Nos aferramos a esta vida como si fuera la vida definitiva. Nos agarramos a todo tipo de seguridades humanas, y nos gustaría tener en nuestra mano la llave del tiempo para conseguir que, al menos, transcurriese más despacio. Pero, poner todas las esperanzas en una vida que pasa, que no es la que nos hace felices, es no saber invertir a largo plazo.

Aquella mujer de Naín, que años atrás había llorado el dolor de su viudez, caminaba ahora por las calles de su ciudad llorando la muerte de su único hijo. Una gran multitud de gente la acompañaba, incapaz de consolar y dar sentido al absurdo de la muerte. Jesús se acercó a ella, profundamente conmovido en sus entrañas por el dolor y la aceptación de aquellas lágrimas maternas. Se le anticipaban ya los ecos dolorosos de su pasión, anunciándole tanto dolor que, un día, habían de contener las lágrimas de su Madre permaneciendo al pie de la Cruz. Esa situación, humanamente tan extrema, fue la ocasión propicia para que aquella mujer se encontrara con el consuelo y la compasión de Cristo. Acostumbrada a llorar de cerca la muerte, la de su marido y ahora la de su hijo, tenía ahora ante sí también a la vida. Jesús tocó el féretro y, con su palabra, devolvió la vida al que estaba muerto. Con la delicadeza propia de un corazón divino, Jesús tomó al niño y se lo entregó a su madre, viendo en ella algo de aquellos brazos de Madre en los que un día habría de descansar su mismo cuerpo muerto y desclavado de la Cruz.

Tú también te cruzas en tu vida con situaciones de pecado, de injusticia, de dolor, de oscuridad, de maldad, de muerte física o espiritual. Tú también acompañas, quizá, con lágrimas de impotencia muchas circunstancias humanamente absurdas e incomprensibles, en las que el poder del mal parece aturdir y ahogar la acción de Dios, o ante las que no sabemos encontrar ni dar más respuesta que el aparente silencio de Dios. Tocas, quizá, en tu propia vida y en la de los demás, muchos féretros que esconden aparentes fracasos, injusticias y persecuciones, incomprensiones de los buenos, noches y oscuridades del alma, lejanías, ausencias y aparentes silencios de Dios… Y, sin embargo, es en la muerte donde más se manifiesta el poder divino de la vida.

Piensa que la gracia de Dios puede tocar, sanar y hacer revivir las situaciones de muerte y de pecado aparentemente más extremas y absurdas.
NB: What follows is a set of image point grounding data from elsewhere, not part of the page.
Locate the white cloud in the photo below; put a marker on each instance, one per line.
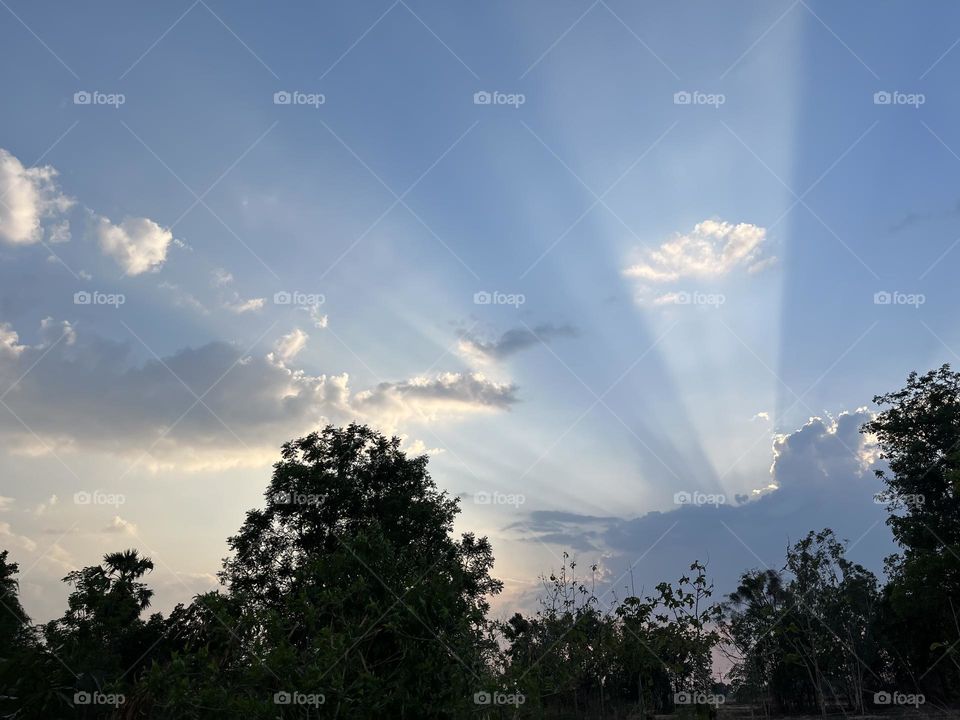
(119, 525)
(318, 319)
(713, 249)
(138, 245)
(95, 396)
(238, 305)
(220, 278)
(29, 196)
(290, 345)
Allí donde el mal y el pecado hacen estragos, allí sigue siendo Dios el dueño y señor de la vida. No te desanimes ni abandones por imposible esos corazones que muestran tan endurecidos para las cosas de Dios o esas almas que con tanto empeño quieren cerrarse a la acción de la gracia. La compasión del Corazón de Cristo no se cansa de acercarse a ellos continuamente queriendo tocar su féretro. Tú acompaña esos féretros con las lágrimas de tu oración como María acompañó con su fe dolorosa el absurdo humano de aquella Cruz que tanta vida dio al mundo. Pidámosle hoy al Corazón de Jesús que sepamos tocar los féretros de tantos hombres, que buscan y añoran la verdadera vida definitiva.